Microsoft recently released Fara-7B, a new computer use agent (CUA) with 7 billion parameters, designed to perform complex tasks directly on the user's device. Thanks to its compact size, Fara-7B successfully overcomes the main barrier for enterprises in data security, allowing users to automate processing of sensitive workflows, such as managing internal accounts or handling company confidential data, without the information leaving the device.
Fara-7B works by visually identifying web pages, just like humans use a mouse and keyboard. The model perceives web pages through screenshots and predicts specific coordinates to perform actions such as clicking, typing, and scrolling. Unlike systems that rely on "accessibility trees," Fara-7B fully relies on pixel-level visual data, which allows it to effectively interact with complex or confusing web code.

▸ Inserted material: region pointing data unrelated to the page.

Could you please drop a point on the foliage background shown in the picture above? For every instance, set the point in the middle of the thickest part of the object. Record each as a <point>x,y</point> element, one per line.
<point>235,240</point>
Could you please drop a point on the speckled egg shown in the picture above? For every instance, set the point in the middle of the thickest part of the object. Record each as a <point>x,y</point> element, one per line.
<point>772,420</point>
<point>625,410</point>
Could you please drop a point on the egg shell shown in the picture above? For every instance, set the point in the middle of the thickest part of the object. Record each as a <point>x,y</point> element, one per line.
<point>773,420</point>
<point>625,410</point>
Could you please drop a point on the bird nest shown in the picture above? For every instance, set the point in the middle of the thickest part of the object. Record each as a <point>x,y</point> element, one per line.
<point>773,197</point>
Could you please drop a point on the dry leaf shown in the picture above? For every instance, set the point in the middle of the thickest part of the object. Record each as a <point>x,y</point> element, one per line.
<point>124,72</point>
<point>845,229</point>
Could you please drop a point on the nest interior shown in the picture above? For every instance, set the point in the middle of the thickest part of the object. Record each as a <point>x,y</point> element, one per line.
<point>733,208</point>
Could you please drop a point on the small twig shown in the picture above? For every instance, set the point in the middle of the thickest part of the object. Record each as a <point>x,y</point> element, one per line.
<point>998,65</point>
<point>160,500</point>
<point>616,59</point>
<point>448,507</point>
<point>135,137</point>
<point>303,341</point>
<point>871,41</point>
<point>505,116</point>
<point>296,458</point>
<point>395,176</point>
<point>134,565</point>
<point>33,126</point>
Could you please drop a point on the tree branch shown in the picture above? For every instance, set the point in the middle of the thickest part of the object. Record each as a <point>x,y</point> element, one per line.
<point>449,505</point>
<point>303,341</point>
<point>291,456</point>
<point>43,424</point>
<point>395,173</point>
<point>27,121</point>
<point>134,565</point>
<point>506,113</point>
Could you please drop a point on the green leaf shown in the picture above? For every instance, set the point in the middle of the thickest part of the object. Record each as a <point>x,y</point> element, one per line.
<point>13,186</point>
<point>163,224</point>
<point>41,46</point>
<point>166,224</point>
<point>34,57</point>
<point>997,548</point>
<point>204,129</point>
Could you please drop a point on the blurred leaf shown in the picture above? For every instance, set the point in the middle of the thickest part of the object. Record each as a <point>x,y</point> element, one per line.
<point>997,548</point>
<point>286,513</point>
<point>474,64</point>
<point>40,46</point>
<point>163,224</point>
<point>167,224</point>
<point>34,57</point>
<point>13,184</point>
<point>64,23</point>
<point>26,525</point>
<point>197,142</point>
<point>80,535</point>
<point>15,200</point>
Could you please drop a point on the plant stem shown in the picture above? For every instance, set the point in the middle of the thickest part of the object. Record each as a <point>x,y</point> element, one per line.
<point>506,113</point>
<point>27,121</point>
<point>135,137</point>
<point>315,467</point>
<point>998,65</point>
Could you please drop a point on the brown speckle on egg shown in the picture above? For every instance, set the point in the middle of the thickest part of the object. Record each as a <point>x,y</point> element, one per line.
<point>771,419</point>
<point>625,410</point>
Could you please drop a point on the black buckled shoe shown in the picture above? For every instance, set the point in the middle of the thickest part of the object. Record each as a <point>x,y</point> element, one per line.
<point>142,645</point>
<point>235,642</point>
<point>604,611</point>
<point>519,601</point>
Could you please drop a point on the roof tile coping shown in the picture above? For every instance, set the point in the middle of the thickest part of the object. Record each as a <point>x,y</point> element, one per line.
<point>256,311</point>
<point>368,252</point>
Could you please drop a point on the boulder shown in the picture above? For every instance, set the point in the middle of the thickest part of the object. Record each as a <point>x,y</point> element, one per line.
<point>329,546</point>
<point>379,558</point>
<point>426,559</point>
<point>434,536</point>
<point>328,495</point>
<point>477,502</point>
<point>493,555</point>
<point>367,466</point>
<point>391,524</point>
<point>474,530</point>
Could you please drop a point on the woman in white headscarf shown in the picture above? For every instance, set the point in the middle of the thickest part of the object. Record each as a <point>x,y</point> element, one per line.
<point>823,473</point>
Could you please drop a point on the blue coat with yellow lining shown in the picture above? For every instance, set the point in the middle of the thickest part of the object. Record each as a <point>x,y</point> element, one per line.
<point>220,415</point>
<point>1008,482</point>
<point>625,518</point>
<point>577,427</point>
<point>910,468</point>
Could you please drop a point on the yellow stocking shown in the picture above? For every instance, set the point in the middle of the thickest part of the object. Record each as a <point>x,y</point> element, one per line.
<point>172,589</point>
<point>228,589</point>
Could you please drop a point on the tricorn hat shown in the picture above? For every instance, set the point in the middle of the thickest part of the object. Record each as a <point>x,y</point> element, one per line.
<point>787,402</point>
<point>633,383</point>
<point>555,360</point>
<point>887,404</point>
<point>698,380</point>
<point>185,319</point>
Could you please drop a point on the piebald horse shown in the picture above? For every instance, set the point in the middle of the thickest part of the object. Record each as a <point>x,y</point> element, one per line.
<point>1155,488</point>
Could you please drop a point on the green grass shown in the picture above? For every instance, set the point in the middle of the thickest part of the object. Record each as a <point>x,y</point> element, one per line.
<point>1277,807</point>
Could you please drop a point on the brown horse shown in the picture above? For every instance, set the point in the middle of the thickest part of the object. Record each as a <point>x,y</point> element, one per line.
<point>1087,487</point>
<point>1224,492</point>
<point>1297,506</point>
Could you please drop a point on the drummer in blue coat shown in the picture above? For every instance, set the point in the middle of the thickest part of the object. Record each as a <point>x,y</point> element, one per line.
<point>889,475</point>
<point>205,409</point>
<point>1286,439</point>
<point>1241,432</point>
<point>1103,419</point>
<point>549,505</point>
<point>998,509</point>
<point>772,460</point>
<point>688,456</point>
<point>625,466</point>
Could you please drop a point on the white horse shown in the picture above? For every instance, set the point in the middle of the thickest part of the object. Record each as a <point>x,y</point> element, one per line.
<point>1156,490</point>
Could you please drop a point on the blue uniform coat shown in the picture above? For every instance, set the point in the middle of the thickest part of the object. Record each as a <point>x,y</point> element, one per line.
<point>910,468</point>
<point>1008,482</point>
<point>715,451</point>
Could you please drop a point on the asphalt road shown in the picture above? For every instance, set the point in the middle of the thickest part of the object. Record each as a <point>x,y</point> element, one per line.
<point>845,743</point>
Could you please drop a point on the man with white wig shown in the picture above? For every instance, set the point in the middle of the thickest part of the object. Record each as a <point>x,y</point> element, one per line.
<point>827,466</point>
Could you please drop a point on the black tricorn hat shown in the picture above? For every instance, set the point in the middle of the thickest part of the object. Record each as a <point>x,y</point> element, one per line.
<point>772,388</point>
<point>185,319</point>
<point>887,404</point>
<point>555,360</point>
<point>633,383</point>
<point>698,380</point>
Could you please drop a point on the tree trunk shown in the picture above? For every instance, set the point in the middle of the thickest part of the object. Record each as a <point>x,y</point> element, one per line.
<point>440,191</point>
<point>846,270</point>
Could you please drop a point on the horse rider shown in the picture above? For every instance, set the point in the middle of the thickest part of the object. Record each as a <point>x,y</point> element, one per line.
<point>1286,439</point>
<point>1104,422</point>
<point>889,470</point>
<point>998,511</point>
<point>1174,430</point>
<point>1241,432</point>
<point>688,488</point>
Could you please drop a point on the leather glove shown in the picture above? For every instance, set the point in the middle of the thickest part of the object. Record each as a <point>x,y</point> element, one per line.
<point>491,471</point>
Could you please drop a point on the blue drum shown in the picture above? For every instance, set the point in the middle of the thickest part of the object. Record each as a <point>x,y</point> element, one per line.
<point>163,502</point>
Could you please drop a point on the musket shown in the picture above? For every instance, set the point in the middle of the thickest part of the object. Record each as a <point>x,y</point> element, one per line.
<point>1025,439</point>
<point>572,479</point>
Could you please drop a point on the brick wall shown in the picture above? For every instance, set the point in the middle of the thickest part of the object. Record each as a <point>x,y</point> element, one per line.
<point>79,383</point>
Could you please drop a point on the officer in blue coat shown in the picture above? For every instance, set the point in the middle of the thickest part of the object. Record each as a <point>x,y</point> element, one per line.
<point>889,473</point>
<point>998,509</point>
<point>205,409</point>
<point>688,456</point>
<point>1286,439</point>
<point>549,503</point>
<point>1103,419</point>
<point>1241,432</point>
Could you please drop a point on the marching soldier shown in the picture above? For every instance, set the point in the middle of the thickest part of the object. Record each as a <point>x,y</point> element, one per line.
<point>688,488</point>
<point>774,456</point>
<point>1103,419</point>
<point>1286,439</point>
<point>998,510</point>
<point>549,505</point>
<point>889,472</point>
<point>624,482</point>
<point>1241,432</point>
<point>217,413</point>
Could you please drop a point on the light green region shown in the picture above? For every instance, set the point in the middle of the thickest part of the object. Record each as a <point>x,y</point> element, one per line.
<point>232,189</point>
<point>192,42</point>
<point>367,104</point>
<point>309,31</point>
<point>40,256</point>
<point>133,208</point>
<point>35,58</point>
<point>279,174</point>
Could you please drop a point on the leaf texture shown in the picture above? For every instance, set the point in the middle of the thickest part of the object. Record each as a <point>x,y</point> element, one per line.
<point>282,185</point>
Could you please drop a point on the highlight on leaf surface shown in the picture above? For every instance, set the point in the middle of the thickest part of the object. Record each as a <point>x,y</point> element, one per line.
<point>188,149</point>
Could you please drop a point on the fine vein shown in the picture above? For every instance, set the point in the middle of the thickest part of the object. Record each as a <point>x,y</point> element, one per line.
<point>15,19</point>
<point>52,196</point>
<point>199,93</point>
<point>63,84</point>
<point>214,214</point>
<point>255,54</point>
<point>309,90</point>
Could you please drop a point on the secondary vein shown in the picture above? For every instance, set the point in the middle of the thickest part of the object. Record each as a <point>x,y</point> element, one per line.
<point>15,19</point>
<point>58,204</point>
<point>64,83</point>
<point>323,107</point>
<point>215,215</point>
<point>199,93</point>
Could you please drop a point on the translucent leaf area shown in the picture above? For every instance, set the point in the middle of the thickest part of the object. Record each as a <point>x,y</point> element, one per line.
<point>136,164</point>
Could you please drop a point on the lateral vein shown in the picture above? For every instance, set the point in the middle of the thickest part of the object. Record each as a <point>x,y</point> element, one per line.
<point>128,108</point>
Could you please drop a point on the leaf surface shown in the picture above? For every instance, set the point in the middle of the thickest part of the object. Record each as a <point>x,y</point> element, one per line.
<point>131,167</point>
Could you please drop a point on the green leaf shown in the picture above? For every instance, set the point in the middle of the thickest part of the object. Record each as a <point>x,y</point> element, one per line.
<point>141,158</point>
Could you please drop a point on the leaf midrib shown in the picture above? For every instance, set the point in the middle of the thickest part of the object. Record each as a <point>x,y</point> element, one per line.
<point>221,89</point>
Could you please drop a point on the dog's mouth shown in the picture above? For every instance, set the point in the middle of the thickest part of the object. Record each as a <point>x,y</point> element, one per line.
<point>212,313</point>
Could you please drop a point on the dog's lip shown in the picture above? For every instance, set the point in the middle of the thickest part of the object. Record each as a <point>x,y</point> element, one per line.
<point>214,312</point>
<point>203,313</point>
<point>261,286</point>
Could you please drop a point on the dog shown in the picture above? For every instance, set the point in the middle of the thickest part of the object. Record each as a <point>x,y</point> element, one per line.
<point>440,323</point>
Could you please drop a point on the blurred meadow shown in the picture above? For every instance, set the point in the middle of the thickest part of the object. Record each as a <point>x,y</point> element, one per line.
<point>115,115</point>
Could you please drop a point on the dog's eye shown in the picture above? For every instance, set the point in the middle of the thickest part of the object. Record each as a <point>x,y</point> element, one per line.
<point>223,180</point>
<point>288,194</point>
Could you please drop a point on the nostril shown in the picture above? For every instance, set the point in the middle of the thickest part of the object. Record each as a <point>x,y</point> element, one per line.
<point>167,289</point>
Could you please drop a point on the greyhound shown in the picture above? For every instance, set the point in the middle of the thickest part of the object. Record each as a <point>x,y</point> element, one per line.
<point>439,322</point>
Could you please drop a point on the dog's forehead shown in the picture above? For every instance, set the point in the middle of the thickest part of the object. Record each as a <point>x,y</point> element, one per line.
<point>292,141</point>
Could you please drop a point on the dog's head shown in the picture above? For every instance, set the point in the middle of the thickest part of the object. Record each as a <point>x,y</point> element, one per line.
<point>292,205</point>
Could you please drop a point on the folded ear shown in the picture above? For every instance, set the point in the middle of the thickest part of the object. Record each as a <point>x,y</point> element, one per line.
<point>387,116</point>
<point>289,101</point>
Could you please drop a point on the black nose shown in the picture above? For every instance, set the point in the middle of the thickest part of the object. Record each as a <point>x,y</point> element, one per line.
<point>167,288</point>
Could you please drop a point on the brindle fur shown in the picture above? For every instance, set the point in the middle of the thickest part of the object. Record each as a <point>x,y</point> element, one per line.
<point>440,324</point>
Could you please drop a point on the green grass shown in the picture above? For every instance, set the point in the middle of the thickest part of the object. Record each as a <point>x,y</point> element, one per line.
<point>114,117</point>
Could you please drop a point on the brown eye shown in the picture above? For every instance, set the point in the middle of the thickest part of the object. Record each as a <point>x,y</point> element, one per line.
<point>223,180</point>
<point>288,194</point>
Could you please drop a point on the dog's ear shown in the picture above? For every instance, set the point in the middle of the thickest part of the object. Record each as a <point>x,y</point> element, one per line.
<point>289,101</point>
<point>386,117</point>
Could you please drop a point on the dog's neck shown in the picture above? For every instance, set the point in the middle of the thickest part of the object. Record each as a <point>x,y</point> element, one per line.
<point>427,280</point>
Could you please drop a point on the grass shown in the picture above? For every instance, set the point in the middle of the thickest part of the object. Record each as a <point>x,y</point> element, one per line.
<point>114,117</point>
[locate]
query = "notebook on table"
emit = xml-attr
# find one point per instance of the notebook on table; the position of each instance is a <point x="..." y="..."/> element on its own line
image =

In performance tests, Fara-7B achieved a 73.5% task success rate on the WebVoyager benchmark, surpassing larger systems such as GPT-4o (65.1%) and local UI-TARS-1.5-7B (66.4%). Additionally, Fara-7B is highly efficient, completing tasks in an average of about 16 steps, while UI-TARS-1.5-7B requires about 41 steps.
Although the release of Fara-7B is promising, it also faces risks similar to other AI models, such as potential misjudgments and execution errors under complex instructions. To address these issues, Fara-7B is trained to identify "key points," pausing and requesting user approval when personal data or consent is required, to avoid irreversible operations. Microsoft's research team designed a user interface called Magentic-UI, aiming to balance these key points and user experience, reducing user fatigue.

The development of Fara-7B also demonstrates the trend of knowledge distillation, compressing the capabilities of complex systems into more efficient small models. Future versions will focus on making the model smarter, rather than simply increasing its size, and explore learning through reinforcement learning in real-time sandbox environments.
Microsoft has provided a MIT-licensed version of Fara-7B on Hugging Face and Microsoft Foundry for users to experiment and develop prototypes, but it is not yet suitable for direct deployment in critical tasks.
Key Points:
🌟 Fara-7B is a locally running computer intelligent assistant, focusing on data security and privacy protection.
⚙️ The model processes web pages through visual methods, providing a more intuitive interaction with users, and is much more efficient than other large models.
🛡️ Fara-7B has a "key point" identification feature, ensuring users can confirm before critical operations, enhancing security.